La crisi è quel momento in cui il vecchio muore e il nuovo stenta a nascere. Antonio Gramsci

giovedì 8 dicembre 2016

Renzi non scordi l’abbraccio ad Al Sisi

di Tommaso Di Francesco 
Renzi nel fantasma di direzione Pd, tra le elencazioni trionfanti, ha aggiunto un ringraziamento alla famiglia Regeni e alla procura egiziana perché- «ha detto che Giulio Regeni era testimone di pace». Lo ha dovuto fare sia perché aveva dimenticato l’argomento nel racconto di «realizzazioni» fatto nelle dimissioni in tv; sia per le importanti notizie che arrivano, ma che purtroppo confermano che ancora una volta siamo insieme più vicini ma sostanzialmente più lontani dalla verità sul sequestro e sulla morte atroce, dopo giorni di torture, di Giulio Regeni avvenuta quasi undici mesi fa al Cairo.
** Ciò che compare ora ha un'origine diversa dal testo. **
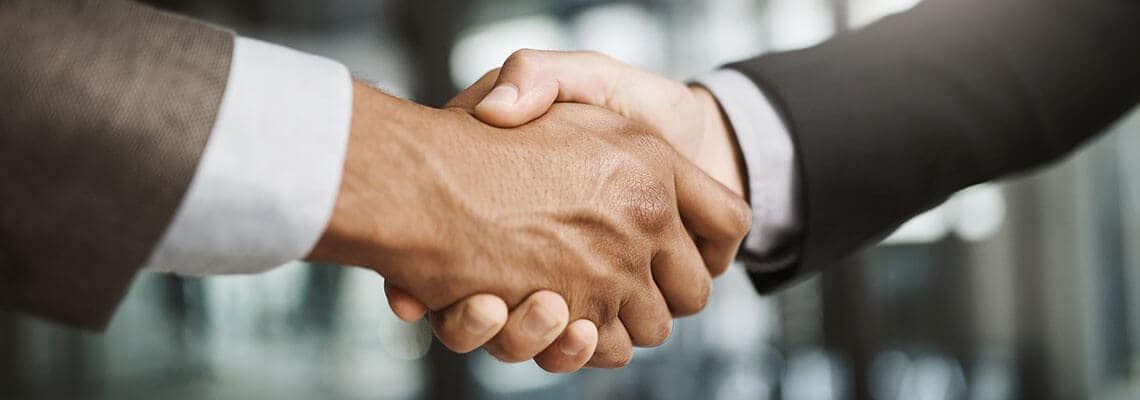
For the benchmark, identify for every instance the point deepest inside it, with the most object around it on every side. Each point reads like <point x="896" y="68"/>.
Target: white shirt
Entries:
<point x="269" y="176"/>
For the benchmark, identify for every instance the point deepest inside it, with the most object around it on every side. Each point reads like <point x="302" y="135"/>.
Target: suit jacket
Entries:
<point x="893" y="119"/>
<point x="105" y="108"/>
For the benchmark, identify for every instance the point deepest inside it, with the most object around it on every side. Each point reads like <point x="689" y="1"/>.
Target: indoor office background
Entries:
<point x="1023" y="290"/>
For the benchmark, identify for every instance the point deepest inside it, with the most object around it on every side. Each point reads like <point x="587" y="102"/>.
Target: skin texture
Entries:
<point x="580" y="204"/>
<point x="531" y="81"/>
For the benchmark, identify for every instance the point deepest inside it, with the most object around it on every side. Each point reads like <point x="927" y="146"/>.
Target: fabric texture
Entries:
<point x="770" y="162"/>
<point x="270" y="173"/>
<point x="890" y="120"/>
<point x="106" y="108"/>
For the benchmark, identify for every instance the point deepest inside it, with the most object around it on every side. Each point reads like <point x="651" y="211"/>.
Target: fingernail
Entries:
<point x="571" y="348"/>
<point x="536" y="324"/>
<point x="503" y="94"/>
<point x="474" y="321"/>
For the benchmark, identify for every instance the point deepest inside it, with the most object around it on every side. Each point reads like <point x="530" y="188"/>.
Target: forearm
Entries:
<point x="890" y="120"/>
<point x="107" y="107"/>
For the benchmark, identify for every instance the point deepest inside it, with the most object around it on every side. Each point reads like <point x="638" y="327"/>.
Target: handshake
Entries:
<point x="564" y="207"/>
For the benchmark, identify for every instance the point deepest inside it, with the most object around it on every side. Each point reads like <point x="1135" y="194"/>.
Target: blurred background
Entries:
<point x="1019" y="290"/>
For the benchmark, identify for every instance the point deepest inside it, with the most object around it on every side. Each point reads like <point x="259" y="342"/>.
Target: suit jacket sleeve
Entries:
<point x="105" y="108"/>
<point x="890" y="120"/>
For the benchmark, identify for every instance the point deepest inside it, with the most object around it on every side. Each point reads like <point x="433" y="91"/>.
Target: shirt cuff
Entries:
<point x="270" y="172"/>
<point x="773" y="176"/>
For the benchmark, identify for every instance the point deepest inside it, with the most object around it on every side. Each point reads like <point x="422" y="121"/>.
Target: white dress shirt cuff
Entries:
<point x="773" y="178"/>
<point x="269" y="176"/>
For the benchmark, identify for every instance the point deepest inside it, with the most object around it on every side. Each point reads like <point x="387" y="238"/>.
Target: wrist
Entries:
<point x="719" y="154"/>
<point x="377" y="215"/>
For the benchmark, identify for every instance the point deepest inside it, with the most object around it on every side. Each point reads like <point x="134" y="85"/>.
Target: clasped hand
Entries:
<point x="569" y="238"/>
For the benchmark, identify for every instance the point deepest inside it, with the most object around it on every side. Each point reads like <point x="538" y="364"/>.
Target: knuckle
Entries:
<point x="694" y="301"/>
<point x="510" y="354"/>
<point x="523" y="57"/>
<point x="648" y="204"/>
<point x="741" y="218"/>
<point x="657" y="334"/>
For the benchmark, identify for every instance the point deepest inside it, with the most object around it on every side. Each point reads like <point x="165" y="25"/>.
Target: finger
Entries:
<point x="531" y="327"/>
<point x="405" y="307"/>
<point x="716" y="215"/>
<point x="469" y="324"/>
<point x="615" y="350"/>
<point x="470" y="97"/>
<point x="530" y="81"/>
<point x="680" y="272"/>
<point x="571" y="351"/>
<point x="648" y="319"/>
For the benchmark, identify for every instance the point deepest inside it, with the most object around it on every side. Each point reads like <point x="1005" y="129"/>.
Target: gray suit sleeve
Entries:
<point x="890" y="120"/>
<point x="106" y="108"/>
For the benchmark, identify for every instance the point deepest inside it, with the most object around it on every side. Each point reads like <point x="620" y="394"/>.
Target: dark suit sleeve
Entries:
<point x="105" y="108"/>
<point x="890" y="120"/>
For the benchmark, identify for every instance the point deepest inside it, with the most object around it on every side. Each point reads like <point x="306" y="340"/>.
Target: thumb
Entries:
<point x="405" y="307"/>
<point x="530" y="81"/>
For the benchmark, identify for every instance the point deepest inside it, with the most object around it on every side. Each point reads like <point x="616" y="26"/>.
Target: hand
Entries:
<point x="686" y="116"/>
<point x="531" y="81"/>
<point x="580" y="203"/>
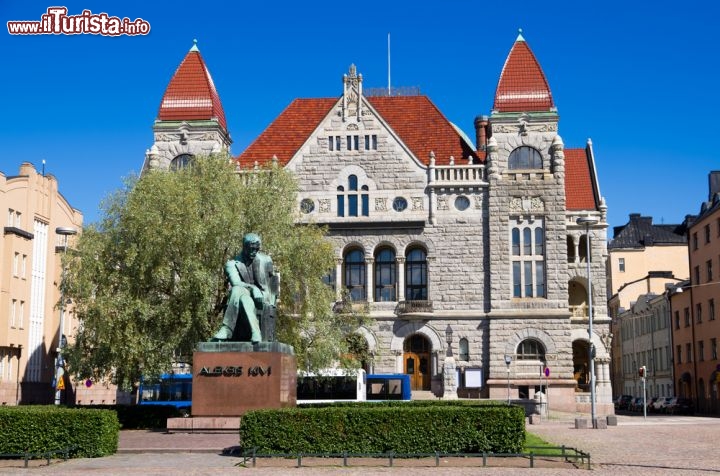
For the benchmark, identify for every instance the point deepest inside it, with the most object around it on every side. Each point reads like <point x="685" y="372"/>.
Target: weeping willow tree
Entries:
<point x="147" y="280"/>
Eppure sul caso Regeni, Renzi dovrebbe perlomeno ricordare la sua grave responsabilità: quella di essere stato il leader occidentale ad avere sdoganato Al Sisi.
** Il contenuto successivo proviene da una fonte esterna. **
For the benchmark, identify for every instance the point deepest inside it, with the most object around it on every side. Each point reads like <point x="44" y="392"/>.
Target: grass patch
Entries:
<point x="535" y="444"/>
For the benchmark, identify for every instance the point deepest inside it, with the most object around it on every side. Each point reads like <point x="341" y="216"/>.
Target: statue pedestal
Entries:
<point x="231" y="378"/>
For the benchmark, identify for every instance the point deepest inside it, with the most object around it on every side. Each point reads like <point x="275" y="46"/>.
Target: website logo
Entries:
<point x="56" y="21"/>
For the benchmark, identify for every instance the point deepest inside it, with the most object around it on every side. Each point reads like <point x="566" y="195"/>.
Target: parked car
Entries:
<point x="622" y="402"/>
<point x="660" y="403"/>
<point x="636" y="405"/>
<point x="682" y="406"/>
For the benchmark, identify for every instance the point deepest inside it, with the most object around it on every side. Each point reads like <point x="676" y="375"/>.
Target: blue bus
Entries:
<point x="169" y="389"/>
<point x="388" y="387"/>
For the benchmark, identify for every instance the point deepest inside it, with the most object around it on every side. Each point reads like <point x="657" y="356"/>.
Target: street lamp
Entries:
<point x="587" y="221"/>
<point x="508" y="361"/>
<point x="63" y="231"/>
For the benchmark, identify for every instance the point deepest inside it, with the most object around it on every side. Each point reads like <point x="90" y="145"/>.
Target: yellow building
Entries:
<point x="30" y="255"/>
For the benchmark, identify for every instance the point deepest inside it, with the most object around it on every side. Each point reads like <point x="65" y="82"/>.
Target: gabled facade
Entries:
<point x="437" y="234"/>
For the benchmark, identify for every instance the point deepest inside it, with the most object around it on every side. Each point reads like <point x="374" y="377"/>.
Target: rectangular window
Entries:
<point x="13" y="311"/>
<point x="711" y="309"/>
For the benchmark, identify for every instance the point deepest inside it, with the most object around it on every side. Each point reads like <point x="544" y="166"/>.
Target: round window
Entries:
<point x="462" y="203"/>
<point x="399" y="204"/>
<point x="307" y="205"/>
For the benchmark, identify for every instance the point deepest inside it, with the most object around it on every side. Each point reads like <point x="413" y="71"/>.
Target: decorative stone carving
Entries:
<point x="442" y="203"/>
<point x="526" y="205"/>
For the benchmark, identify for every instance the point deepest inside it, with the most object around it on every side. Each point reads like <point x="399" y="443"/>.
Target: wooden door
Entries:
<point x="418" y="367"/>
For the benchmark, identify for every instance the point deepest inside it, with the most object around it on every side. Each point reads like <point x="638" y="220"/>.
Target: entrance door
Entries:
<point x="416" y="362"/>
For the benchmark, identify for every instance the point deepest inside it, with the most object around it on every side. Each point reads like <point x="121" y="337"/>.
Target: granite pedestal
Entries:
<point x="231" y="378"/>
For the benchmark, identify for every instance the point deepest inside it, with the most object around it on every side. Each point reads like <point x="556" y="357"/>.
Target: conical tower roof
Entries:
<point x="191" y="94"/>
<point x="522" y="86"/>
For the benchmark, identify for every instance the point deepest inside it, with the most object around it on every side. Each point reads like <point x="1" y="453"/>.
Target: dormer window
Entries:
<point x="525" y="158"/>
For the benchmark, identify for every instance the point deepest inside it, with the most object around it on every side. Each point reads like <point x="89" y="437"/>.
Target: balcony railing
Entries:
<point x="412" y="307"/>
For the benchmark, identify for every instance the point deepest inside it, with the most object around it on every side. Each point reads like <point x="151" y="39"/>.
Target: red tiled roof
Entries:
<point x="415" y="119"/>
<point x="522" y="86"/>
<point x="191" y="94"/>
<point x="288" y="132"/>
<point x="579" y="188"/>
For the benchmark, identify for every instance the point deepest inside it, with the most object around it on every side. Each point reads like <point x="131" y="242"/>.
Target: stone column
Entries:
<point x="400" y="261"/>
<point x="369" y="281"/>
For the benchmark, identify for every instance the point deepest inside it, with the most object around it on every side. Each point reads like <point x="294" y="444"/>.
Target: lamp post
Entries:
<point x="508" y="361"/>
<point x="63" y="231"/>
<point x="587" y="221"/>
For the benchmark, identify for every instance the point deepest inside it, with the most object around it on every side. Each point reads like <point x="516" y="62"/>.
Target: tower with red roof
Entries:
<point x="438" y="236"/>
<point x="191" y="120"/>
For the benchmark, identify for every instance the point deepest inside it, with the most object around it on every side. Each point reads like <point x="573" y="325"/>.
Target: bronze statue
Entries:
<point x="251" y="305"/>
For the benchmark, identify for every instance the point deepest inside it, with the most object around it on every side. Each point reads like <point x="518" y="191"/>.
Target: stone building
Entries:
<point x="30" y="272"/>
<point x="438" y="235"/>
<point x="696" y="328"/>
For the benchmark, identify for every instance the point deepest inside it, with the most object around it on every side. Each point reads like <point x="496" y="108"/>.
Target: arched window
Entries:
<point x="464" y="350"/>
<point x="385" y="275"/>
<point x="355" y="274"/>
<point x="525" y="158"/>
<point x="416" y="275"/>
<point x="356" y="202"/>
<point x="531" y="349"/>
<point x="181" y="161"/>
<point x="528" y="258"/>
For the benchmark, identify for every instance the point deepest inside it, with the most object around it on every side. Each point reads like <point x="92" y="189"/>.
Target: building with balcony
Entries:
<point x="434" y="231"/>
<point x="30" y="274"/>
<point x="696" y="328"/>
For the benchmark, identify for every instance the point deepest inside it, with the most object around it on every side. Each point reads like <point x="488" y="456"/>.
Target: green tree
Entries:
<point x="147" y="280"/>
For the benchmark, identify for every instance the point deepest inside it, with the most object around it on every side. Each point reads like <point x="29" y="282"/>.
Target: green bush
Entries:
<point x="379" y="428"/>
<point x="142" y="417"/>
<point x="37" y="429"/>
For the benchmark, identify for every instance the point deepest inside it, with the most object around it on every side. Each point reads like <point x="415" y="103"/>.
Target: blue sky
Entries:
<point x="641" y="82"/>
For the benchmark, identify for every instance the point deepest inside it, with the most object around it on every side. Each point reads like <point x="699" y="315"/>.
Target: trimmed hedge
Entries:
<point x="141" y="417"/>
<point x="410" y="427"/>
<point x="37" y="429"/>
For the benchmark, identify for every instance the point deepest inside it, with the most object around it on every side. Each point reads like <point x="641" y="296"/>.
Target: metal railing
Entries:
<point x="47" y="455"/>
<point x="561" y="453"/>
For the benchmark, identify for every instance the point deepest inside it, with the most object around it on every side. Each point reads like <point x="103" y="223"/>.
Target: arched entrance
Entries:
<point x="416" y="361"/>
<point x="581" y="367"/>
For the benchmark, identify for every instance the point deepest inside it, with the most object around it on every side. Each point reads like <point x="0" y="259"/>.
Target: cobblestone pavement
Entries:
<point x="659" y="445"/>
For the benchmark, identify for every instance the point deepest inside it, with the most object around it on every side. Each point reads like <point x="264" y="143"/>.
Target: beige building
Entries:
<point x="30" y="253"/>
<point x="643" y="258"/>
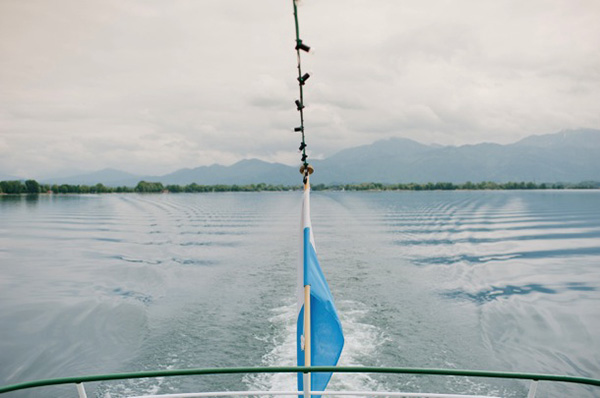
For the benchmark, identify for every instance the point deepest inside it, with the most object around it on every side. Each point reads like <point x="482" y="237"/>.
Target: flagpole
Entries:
<point x="307" y="326"/>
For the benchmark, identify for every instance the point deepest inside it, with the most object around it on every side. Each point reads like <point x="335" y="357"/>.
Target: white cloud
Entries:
<point x="152" y="86"/>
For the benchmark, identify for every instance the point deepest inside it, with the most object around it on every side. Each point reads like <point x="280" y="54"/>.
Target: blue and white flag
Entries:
<point x="327" y="339"/>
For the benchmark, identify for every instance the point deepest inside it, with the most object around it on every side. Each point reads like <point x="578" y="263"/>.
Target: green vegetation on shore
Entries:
<point x="33" y="187"/>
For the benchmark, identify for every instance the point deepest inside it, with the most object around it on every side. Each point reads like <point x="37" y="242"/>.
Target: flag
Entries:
<point x="327" y="339"/>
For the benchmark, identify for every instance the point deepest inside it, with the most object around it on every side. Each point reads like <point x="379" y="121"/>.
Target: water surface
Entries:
<point x="504" y="281"/>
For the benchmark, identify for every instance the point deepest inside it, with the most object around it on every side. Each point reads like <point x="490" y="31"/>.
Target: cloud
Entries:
<point x="151" y="86"/>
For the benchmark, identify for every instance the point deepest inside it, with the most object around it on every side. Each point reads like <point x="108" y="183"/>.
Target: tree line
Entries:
<point x="33" y="187"/>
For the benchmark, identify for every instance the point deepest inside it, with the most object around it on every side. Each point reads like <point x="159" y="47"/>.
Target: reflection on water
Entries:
<point x="486" y="280"/>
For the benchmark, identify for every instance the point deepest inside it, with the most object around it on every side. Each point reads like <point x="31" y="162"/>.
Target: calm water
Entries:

Appena un anno dopo il suo sanguinoso colpo di stato, definito dallo scrittore Orhan Pamuk «come quello di Pinochet». Renzi con passione prima andò nell’agosto 2014 al Cairo, intessendo una fitta rete di affari, e poi tre mesi dopo accolse in Italia il dittatore con tutti gli onori come «il leader emergente del Medio Oriente» la cui battaglia «era quella dell’Italia». Accreditandolo inoltre come eroe della «lotta al terrorismo». Il sostegno di Matteo Renzi è stato a dir poco connivente e criminale.
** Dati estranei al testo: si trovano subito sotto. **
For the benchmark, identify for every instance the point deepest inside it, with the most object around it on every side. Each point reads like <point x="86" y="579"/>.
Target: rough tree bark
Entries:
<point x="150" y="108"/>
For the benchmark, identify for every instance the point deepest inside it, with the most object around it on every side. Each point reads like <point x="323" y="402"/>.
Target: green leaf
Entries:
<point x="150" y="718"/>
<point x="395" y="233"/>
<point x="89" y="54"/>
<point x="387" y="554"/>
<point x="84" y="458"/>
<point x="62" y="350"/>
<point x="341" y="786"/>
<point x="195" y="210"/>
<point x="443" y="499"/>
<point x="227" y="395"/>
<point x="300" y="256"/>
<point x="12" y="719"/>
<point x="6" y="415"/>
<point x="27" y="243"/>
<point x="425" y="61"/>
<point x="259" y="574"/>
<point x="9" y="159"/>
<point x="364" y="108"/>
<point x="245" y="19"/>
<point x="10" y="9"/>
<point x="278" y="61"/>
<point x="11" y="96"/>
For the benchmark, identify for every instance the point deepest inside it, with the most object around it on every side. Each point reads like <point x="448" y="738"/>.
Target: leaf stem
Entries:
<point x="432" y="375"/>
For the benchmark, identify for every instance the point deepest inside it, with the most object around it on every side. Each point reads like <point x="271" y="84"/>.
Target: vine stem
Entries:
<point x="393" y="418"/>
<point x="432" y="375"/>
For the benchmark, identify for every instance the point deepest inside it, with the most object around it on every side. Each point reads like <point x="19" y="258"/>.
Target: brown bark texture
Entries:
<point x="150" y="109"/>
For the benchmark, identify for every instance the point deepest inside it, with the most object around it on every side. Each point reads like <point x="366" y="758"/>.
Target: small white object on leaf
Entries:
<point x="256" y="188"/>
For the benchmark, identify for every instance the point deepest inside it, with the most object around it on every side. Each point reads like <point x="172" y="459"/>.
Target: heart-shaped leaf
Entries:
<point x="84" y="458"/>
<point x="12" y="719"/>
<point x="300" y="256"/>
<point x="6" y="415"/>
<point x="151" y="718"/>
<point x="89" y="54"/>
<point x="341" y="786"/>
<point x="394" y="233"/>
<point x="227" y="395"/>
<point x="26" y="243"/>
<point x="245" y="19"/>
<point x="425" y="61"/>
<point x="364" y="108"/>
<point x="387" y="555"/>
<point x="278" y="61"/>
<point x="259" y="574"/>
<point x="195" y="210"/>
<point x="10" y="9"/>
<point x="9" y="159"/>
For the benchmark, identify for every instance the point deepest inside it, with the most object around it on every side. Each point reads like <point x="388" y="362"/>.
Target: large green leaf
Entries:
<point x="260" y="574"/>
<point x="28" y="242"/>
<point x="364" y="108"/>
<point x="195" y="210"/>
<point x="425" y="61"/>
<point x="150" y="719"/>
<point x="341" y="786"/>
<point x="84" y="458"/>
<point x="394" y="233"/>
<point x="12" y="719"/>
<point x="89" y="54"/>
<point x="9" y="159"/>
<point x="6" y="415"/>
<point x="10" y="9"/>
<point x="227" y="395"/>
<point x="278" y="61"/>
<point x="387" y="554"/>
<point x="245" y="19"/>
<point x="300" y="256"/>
Per un regime nel quale, denunciano le organizzazioni dei diritti umani, il caso Regeni non era e non è l’eccezione ma la regola, dove le sparizioni forzate e la tortura sono all’ordine del giorno, dove gli oppositori egiziani sono in galera (solo ieri è stata arrestata un’altra attivista), dove i diritti umani sono violati, È stata una legittimazione che è all’origine di tutte le ambiguità. Dopo l’uccisione di Giulio Regeni infatti, solo la pressione dell’opinione pubblica e dopo molto tempo, ha portato al «richiamo per consultazioni» del nostro ambasciatore al Cairo, Maurizio Massari testimone diretto della vicenda Regeni. Una sorta di «sospensione» diplomatica così limitata e ambigua che probabilmente nasconde ulteriori ombre.
Così l’Egitto non è mai stato dichiarato «paese non sicuro» come ha sempre chiesto, esplicitamente e con speranza, la famiglia Regeni. Del resto come può farlo un paese come l’Italia che non ha una legge che punisce la tortura.
Ora la procura egiziana dice che «continuerà le indagini fino all’arresto dei responsabili della morte di Giulio Regeni», e ammette che sul ricercatore italiano le indagini, dopo un file aperto e chiuso su di lui, erano continuate, come i «resoconti» dell’«informatore-sindacalista» Abdallah, e ora sarebbero stati indentificati i nomi dei poliziotti coinvolti. Prime ammissioni e forse svolte. Ma dopo tanti devastanti, vergognosi depistaggi e bugie, messe in scena macabre con l’uccisione dei presunti rapitori: tutte prove inventate che chiamano direttamente in causa il governo egiziano e lo stesso Al Sisi. Restiamo dunque, purtroppo, lontani dalla verità che non è possibile delegare alle sole procure, come invece ha fatto il governo Renzi. Perché esiste invece una verità politica che punta il dito sulle dirette responsabilità del regime di Al Sisi che Matteo Renzi ha legittimato.